For the general domain, here’s our system message:
You are a professional translator. Translate the text provided by the user from {source_lang} to {target_lang}. The output should only contain the translated text.
For specific domains (Legal and Healthcare):
You are a professional medical translator. Translate the text provided by the user from {source_lang} to {target_lang}. The output should only contain the translated text.
You are a professional legal translator. Translate the text provided by the user from {source_lang} to {target_lang}. The output should only contain the translated text.
It worked well for OpenAI models, but others required additional prompt and software engineering.

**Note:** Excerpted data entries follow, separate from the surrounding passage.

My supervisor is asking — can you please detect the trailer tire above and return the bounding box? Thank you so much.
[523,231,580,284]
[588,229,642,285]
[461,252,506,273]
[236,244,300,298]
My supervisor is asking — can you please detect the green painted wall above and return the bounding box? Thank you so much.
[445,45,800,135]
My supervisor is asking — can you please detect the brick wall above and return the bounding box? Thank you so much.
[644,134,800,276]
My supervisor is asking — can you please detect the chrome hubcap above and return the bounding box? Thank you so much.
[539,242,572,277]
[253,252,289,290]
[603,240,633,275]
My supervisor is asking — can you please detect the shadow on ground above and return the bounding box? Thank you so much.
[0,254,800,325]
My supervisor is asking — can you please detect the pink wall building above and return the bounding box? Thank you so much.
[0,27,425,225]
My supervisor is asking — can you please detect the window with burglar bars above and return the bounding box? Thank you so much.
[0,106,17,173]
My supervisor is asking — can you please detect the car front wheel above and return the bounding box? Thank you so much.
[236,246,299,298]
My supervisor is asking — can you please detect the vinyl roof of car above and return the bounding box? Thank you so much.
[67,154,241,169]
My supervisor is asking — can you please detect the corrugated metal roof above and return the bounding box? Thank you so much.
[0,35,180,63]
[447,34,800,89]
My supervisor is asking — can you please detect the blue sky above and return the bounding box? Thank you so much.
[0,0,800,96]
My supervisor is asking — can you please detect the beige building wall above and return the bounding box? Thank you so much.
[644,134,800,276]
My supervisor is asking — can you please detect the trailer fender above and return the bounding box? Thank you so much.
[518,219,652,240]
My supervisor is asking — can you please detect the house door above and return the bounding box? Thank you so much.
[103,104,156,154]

For example, LLaMA-2 added the following (\n\n(Note:):
Las vistas magníficas se pueden disfrutar desde los senderos y el Rim Rock Drive, que se wind along the plateau. (Note: “”se wind”” is the correct translation of “”winds”” in this context, as it refers to the drive winding along the plateau, rather than the wind blowing.)
Still, the models provided a significant amount of explanations:
- General domain: EN>DE — 70 out of total 473 segments; EN>ES — 70 out of total 471 segments;
- Legal domain EN>DE — 132 out of 484 segments;
- Healthcare domain EN>DE — 112 out of 481 segments.

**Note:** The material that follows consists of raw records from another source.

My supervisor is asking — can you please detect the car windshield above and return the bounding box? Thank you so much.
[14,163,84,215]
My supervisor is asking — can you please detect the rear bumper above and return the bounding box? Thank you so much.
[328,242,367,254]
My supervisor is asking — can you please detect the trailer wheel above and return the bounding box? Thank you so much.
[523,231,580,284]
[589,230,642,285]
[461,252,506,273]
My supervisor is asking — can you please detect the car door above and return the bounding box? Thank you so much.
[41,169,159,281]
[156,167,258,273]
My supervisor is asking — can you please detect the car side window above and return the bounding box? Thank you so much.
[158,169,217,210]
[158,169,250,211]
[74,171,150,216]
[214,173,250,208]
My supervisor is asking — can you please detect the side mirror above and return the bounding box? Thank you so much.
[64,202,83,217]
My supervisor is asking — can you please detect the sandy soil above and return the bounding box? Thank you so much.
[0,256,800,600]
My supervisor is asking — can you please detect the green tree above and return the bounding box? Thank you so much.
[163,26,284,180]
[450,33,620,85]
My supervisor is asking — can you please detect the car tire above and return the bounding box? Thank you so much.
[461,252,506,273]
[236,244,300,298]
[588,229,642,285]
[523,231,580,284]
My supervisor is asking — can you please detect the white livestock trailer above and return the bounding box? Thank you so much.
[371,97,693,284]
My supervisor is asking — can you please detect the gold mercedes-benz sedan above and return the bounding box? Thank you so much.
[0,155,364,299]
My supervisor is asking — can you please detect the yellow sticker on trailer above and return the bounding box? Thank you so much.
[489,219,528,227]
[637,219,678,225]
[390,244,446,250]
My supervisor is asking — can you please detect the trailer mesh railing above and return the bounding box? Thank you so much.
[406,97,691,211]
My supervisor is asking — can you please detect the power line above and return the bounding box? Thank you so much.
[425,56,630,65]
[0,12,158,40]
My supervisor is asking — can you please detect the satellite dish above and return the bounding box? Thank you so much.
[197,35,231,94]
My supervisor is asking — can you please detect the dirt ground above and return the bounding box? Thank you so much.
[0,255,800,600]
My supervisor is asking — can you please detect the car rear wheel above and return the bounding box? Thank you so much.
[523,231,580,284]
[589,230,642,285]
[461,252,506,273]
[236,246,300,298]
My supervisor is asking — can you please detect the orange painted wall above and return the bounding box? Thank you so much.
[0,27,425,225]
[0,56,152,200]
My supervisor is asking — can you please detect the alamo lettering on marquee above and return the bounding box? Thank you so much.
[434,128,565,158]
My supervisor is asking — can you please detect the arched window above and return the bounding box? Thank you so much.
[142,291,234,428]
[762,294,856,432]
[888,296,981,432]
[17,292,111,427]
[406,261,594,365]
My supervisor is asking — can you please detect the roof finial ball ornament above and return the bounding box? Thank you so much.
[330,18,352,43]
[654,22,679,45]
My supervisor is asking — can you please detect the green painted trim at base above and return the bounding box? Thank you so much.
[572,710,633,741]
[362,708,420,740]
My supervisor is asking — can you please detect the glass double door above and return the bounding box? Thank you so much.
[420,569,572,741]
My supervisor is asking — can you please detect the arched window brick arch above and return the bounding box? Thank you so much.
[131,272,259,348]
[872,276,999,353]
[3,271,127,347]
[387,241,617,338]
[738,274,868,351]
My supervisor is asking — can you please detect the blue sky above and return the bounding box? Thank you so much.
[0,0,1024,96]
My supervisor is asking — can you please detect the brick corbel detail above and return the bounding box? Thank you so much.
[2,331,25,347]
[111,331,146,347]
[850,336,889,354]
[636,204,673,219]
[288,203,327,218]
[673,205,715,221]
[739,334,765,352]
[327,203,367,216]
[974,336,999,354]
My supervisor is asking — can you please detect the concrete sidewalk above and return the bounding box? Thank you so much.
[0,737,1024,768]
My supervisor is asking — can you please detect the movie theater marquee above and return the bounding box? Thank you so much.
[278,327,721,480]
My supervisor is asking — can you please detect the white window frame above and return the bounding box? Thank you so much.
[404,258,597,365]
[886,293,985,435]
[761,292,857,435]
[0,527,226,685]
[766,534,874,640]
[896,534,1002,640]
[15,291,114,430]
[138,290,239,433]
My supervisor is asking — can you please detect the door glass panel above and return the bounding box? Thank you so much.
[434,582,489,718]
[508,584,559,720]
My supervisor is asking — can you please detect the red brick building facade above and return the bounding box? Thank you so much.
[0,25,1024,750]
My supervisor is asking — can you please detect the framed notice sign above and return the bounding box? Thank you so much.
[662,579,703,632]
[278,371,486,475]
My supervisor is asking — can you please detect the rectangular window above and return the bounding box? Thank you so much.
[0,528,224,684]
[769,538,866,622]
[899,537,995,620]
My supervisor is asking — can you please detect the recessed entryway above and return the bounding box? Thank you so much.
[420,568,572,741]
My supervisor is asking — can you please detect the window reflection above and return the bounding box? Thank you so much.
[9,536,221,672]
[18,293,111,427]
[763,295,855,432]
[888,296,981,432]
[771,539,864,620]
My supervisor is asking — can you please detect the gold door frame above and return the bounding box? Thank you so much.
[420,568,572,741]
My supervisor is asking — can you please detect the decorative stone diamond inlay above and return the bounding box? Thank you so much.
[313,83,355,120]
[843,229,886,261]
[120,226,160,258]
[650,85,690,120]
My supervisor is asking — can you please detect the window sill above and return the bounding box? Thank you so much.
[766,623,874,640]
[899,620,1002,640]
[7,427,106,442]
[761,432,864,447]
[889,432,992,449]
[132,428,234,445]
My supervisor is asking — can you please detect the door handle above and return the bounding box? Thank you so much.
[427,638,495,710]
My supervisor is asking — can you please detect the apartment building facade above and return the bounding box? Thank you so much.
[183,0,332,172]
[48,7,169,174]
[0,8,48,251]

Since we can configure multi-step translation workflows in Intento Language Hub, we dealt with those additions via post-processing.
In the case of text-bison and text-unicorn, we chose the following prompt as it showed the least issues in translation:
You are a professional translator. Translate the following from {source_lang} to {target_lang}.\\n{source_lang}: {source_segment}\\n{target_lang}:
For chat-bison and gemini-pro we chose the following context:
You are a professional translator. Translate the following from {source_lang} to {target_lang}. Return nothing but the {target_lang} translation.
Evaluation results
We conducted all translations from December 1st to 21st, 2023. Some systems we tested were in limited availability, which may have impacted their performance and accuracy.
Performance
One of the biggest hurdles in using GenAI for translation is its slow speed, so let’s start there. In the image below, we’re using a logarithmic scale for clarity.
Time to translate 480 segments in seconds.
As we can see, LLMs are significantly slower (100–1000 times) than specialized models.
It’s important to note that the translation speed of gemini-pro and text-unicorn@001 was greatly impacted by limited data processing quotas at the time.
Translation quality — COMET
Just like in our past tests with GPT-3, GPT-3.5, and GPT-4, we’ve used a COMET semantic similarity score to gauge how closely the machine translations match the original human reference.
General Domain translation, English to Spanish
Translating English to Spanish for general content is considered one of the “easiest” tasks due to the wealth of training data available. Many current machine translation models perform so well that their output is virtually indistinguishable by semantic similarity scores. So, it’s interesting to see models that lag significantly behind the cutting edge.
In the image below, the vertical axis shows the average COMET score for a specific model across the test data, with black ticks marking confidence intervals.
Translation quality for English to Spanish direction, general domain
As you can see, 9 out of the 17 models we tested fall into the same top-tier category. LLaMa2 is the weakest of the LLMs. Both Claude-2.1 and the updated GPT-4 perform notably lower than the best group, but not by a large margin. Interestingly, the updated GPT-4 model underperforms compared to its Turbo version and even GPT-3.5.
You might also notice a broad confidence interval for Gemini Pro. This model often returned empty results for our queries, which likely means safety filters were triggered, even though we set them to their lowest setting, “Block high only”. Aside from this, it’s on par with Claude and the updated GPT-4.
General Domain translation, English to German
Translating English to German is tougher, so it’s useful for pinpointing more sophisticated models.